One of the aspects that I enjoy the most as a PhD student is the Friday seminar.  This weekly seminar, organized by the JIC, is given by top scientists in research, from all over the world, and is open to the scientific community (see details here): http://www.jic.ac.uk/corporate/search/lectures.asp

As students, we have the opportunity not only to attend the lecture, but also to attend a lunch with the speaker and discuss some general or particular topics in a very informal way. It is very nice to find out more about details of the talk, topics that were not included in  the seminar, the tricks and art of a particular technique, career advice…and, in short, have the opportunity to discuss any topic!

In case you miss the Friday seminar, you can always obtain the recorded version in the library, but, what if you miss the student lunch? The idea of this section is to share with other students the ideas exchanged in the lunch, via a short interview with the scientists that visit JIC.

Stephan Grill [grill@mpi-cbg.de]

It was great to speak with Prof Stephan Grill during the student lunch. I found it very interesting to know about the dynamic actomyosin cytoskeleton in animals and its role in morphogenesis.
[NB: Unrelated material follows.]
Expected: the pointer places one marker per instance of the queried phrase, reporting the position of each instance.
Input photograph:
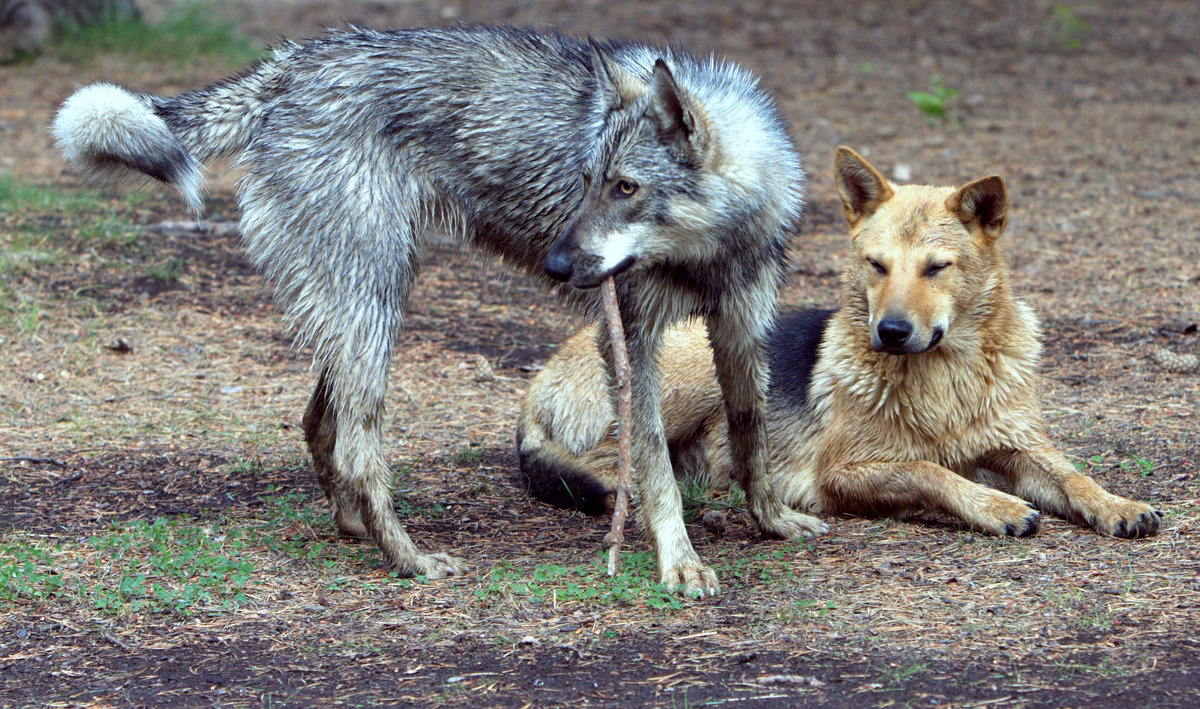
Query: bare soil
(136, 392)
Prof Stephan Grill. Image courtesy of www.mpi-cbg.de

Prof Stephan Grill. Image courtesy of http://www.mpi-cbg.de

Prof. Stephan Grill has a multidisciplinary group including people with different research backgrounds. During the conversation we touched on a very important topic, about the challenges associated with leading and belonging to an interdisciplinary team. The time flew! And he needed to catch the train to get on time to the airport, but he kindly agreed to answer a couple of questions (email from Heathrow!).

  • What is the most challenging aspect that you face having half experimental and half theoretical backgrounds in your team?

To make sure the theorists and the experimentalists keep talking to each other. 

  • Regarding the interdisciplinary research, do you have any advice to students that could help us to fill the gap between areas?

You have to avoid being a “Jack of all trades and a master of none”. That’s difficult. So become a master of one trade and learn to communicate with the masters if the other trade, and, most importantly, understand what they can do. 

  • Generally speaking, what advice would you give to an early researcher (PhD student) for success in academia?

Find out which scientific question keeps you up at night. That’s what drives you through the valleys and tough periods. 

  • Finally, could you summarize your work with 4 keywords?

What does Actomyosin do?

by Yara Sanchez-Corrales – a fourth year PhD jointly supervised by Dr Veronica Grieneisen and Prof. Enrico Coen.